Updated on August 29, 2018
Sony established the Sony Supply Chain Code of Conduct to ensure that suppliers understand Sony's expectations in more detail. Suppliers of products and materials to Sony are required to observe this code.
As part of its effort to ascertain supplier compliance with the Sony Supply Chain Code of Conduct, Sony conducts assessments worldwide. To this end, Sony uses the concept of risk assessment to determine risks associated with the country and region in which each supplier is based, as well as risks associated with the scale, status and nature of the supplier's business, and tailors its assessments, such as its CSR self-assessment using questionnaires provided by the Responsible Business Alliance (RBA), to the supplier's risk level.
Sony asks suppliers to assess themselves using RBA questionnaires. The assessments, conducted via RBA Online, are repeated each year for major OEM suppliers with whom Sony does sizable business. Based on the results of these assessments, Sony evaluates the degree to which suppliers are complying with the Sony Supply Chain Code of Conduct and whether violations have occurred at each of the suppliers' factories. As part of its risk assessments, Sony conducts on-site assessments of suppliers it deems to be subject to risks in order to confirm how their factories are being managed.
For example, if suppliers employ students, Sony's internal procedures provide that Sony directly visits their factories to check whether any workers are younger than the legal age limit in that country, and to confirm whether the health and safety of younger workers are being affected by their jobs due to long working hours, working night shifts, and other factors. Likewise, if suppliers employ foreign workers, Sony's internal procedures provide that Sony confirms whether such workers are subject to forced labor, whether dormitory facilities provided to those workers meet international standards, and whether the working environment is clean and safe. By inspecting factories and providing direction in this way, Sony ensures that suppliers are making every effort to comply with CSR standards.
In fiscal 2017, Sony completed assessments of 224 suppliers including document assessments of 122 suppliers. The document assessments identified five high-risk suppliers, which Sony then worked with to make improvements. Sony also conducted on-site assessments of 13 suppliers for possible non-compliance with the Sony Supply Chain Code of Conduct.

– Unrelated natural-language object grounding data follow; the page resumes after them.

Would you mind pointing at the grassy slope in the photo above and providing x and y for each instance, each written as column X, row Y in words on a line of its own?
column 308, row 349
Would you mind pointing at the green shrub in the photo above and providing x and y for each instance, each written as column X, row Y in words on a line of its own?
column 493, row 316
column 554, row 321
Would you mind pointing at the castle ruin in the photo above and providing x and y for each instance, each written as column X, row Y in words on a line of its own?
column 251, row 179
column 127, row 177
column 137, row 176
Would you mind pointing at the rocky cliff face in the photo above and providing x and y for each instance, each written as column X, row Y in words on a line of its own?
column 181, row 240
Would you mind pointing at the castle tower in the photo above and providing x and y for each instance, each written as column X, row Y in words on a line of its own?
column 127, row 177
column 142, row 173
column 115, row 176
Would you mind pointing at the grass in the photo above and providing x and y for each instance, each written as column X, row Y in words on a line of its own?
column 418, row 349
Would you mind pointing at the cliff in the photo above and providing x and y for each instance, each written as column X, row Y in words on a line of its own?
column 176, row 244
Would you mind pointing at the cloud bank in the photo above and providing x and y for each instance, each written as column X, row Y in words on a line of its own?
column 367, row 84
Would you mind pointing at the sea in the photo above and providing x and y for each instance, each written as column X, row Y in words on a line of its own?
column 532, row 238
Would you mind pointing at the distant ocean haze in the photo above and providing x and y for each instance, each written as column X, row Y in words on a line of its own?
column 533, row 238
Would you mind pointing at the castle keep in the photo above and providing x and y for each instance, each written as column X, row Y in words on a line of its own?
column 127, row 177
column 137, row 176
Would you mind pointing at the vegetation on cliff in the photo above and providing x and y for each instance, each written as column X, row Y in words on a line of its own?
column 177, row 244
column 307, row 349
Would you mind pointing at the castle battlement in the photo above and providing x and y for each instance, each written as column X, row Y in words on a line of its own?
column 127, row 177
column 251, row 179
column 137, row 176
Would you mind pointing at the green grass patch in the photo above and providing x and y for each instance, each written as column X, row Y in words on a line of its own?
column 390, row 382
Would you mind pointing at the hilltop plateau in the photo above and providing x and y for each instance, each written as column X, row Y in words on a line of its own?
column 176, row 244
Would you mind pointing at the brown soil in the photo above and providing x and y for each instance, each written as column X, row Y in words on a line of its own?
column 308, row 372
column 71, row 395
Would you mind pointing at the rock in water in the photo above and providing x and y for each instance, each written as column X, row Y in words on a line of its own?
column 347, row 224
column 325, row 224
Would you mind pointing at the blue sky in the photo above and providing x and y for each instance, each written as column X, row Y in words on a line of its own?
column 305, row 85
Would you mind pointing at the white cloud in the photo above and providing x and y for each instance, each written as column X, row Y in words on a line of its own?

In particular, the assessments identified issues with suppliers in Malaysia, which has a high percentage of foreign workers. Sony worked with the suppliers to address issues with the management of passports and the working hours and wages of foreign workers. Additionally, Sony worked with suppliers to establish occupational health and safety management systems where such infrastructure was inadequate.
In cases where any possibility of violations of the Sony Supply Chain Code of Conduct is reported via external sources, such as NGOs or media reports, Sony cooperates with the supplier in question to confirm the facts of the case expeditiously and objectively. Specifically, Sony may request that the supplier's manufacturing site undergo a third-party RBA audit. In the event that any deficiencies are discovered, the supplier is required to develop an improvement plan, and Sony monitors the supplier's performance in the form of follow-up audits to ensure the progress of initiatives. In cases where any possibility of violations is reported at a secondary supplier, Sony works with the primary supplier to ensure that remedial action is carried out.
Sony requires that its primary suppliers ensure that the Sony Supply Chain Code of Conduct is observed by secondary and further suppliers. Primary suppliers conduct self-assessments to verify their understanding of the Sony Supply Chain Code of Conduct and to ensure that it has been communicated internally and is being complied with. Additionally, primary suppliers communicate the Sony Supply Chain Code of Conduct to their own supply chains and require compliance.
Sony provides support to suppliers in order to improve their initiatives. In Southeast Asia and China, local liaison officers assigned to communicate directly with suppliers are provided with the educational and training opportunities needed to serve as CSR specialists at local sites. These CSR specialists strive to ensure that suppliers make continuous efforts to improve management systems and other organizational structures, by communicating with them and providing direct guidance on ways to improve.
In fiscal 2016, Sony launched a fire prevention initiative to support safety management at supplier facilities. Under the initiative, Sony provides suppliers with a document describing actual fire incidents, including the causes and lessons learned, together with a fire prevention checklist, to facilitate improvements to safety management. In fiscal 2017, Sony also conducted on-site assessments to verify the safety management at supplier plants. The assessments identified a number of inadequacies that were subsequently addressed, including unidentifying fire pump control panels and non-closing fireproof doors.
Sony has established a Supplier Hotline which suppliers may use to report conduct by a Sony Group company executive or employee that violates laws, regulations, the Sony Group Code of Conduct, or the Sony Supply Chain Code of Conduct, as well as conduct that violates the company's agreements with suppliers. The hotline is part of a framework that Sony is focused on establishing to facilitate sharing of concrete information on cases where the conduct of a Sony Group company executive or employee has been identified to be in violation (or possible violation) of any laws, regulations, the Sony Group Code of Conduct, the Sony Supply Chain Code of Conduct or an agreement between Sony and a supplier.